Educating consumers on the differences between a genuine product and a counterfeit contributes to a successful brand protection plan. At the same time, brands must protect themselves through authentication measures that allow for genuine product identification. “The most important trend currently is manufacturers creating positions and hiring personnel specifically to safeguard brands. This implies that manufacturers recognize the equity of their brand as an asset, and like any other asset, it needs to be protected, which necessitates the hiring of a point person to head up those initiatives,” said Walsh.
Track and Trace Systems (Contributed by Videojet Technologies)
Digital license plates: Digital license plates validate manufacturing origin and product quality by integrating item-specific data into a unique code format such as a pseudo-random code. The carrier for these license plates can range from human readable characters to a 2D bar code. In addition, the actual mark can meet permanence standards in a covert or overt fashion. Proprietary algorithms: Proprietary algorithms enable manufacturers to create intelligent codes embedded with unique item-level properties, simplifying data mining downstream.
Branding: A growing trend today is creating code images with the look and feel of the brand, designed to meet its unique requirements. Techniques include unique fonts and graphics, colors and special additives for laser marking, along with a mix of overt and covert marking.
In-line verification and compliance: The need to verify code accuracy and repeatability is vitally important in brand protection efforts, so a manufacturer knows (and can verify) what codes have entered the supply chain. Often this requires high-quality results printed at high production line speeds.
Production line controls: Production line controls are often required to create “parent-child” relationships by tracking items into shipping cartons and shipping cartons into cases. Production line controls actually monitor each item as part of the production flow and keep accurate counts while assigning unique identifiers in the process. If required, the controls can interface with in-line vision systems to validate code accuracy or to read and print downstream.
Real Time Protection
Verify Brand and 3M partnered to offer customers the additional capability of confirming product authenticity, location and tracking of products via the Web using secure mass serialization technology.

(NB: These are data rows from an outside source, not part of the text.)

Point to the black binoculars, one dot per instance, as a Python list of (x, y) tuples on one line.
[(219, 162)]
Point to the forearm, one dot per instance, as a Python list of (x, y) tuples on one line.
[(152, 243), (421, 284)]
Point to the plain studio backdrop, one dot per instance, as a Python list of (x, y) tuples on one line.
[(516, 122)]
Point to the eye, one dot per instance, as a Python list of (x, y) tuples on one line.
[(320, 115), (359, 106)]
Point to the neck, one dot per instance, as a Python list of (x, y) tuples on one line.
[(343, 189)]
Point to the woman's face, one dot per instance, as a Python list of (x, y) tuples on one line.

“Brand owners are looking for a product security solution that is both comprehensive and provides more real time information with which to address their significant brand protection and supply chain issues,” said Bill Markovitz, marketing development manager, 3M Security Systems Division. “We believe that the combination of 3M’s extensive materials security technology and the innovative, Web-based technology from Verify Brand will provide our customers a market-leading solution.”

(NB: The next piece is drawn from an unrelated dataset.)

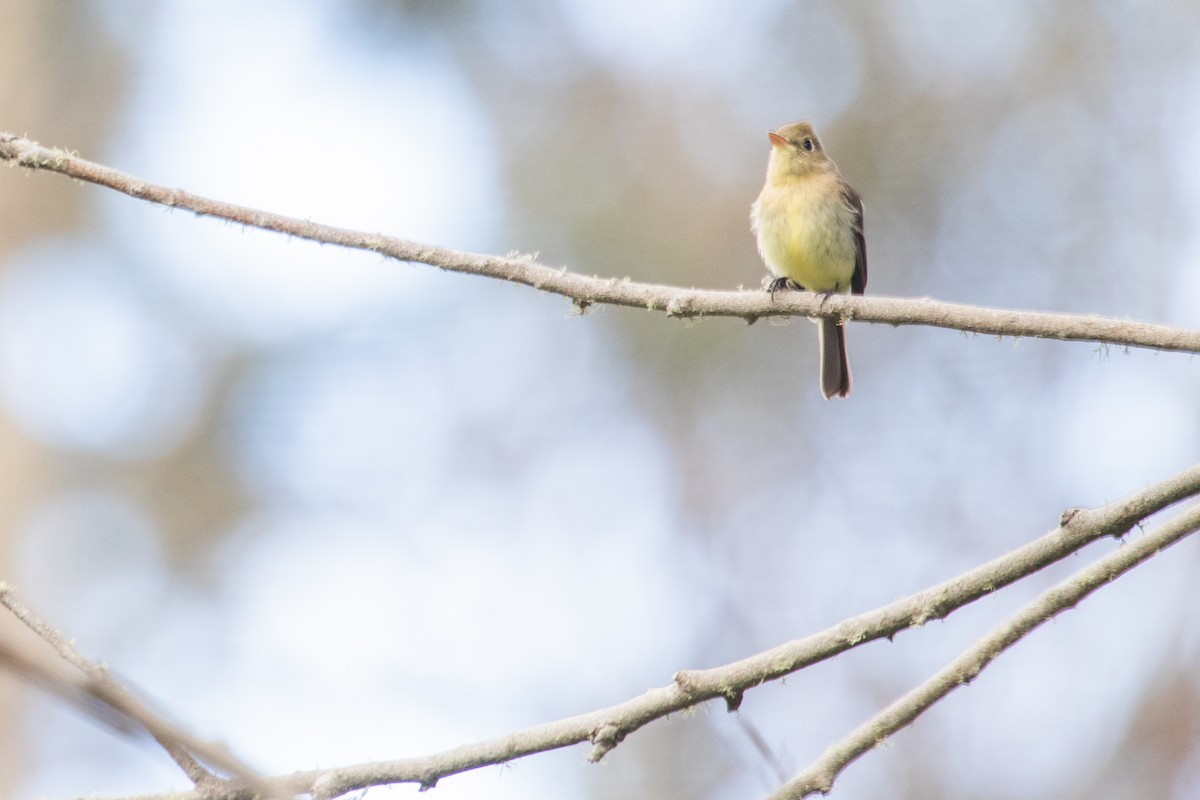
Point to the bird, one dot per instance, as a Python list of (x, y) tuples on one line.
[(808, 222)]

The integrated and comprehensive solution enables brand owners to serialize products using any method of carrying a unique code on a product, its label or package. Unique codes can be authenticated via the Web using a computer, call center, SMS or text messaging, bar code scanners or RFID tags. The technology has additional benefits of real-time tracking, alerts, field reporting, management of and response to unauthorized events, as well as ad hoc and scheduled reporting on authentication activity. This web-based solution addresses a multitude of supply chain issues, including counterfeiting, diversion, return and warranty fraud, manufacturing overruns, product recalls and field inventory management.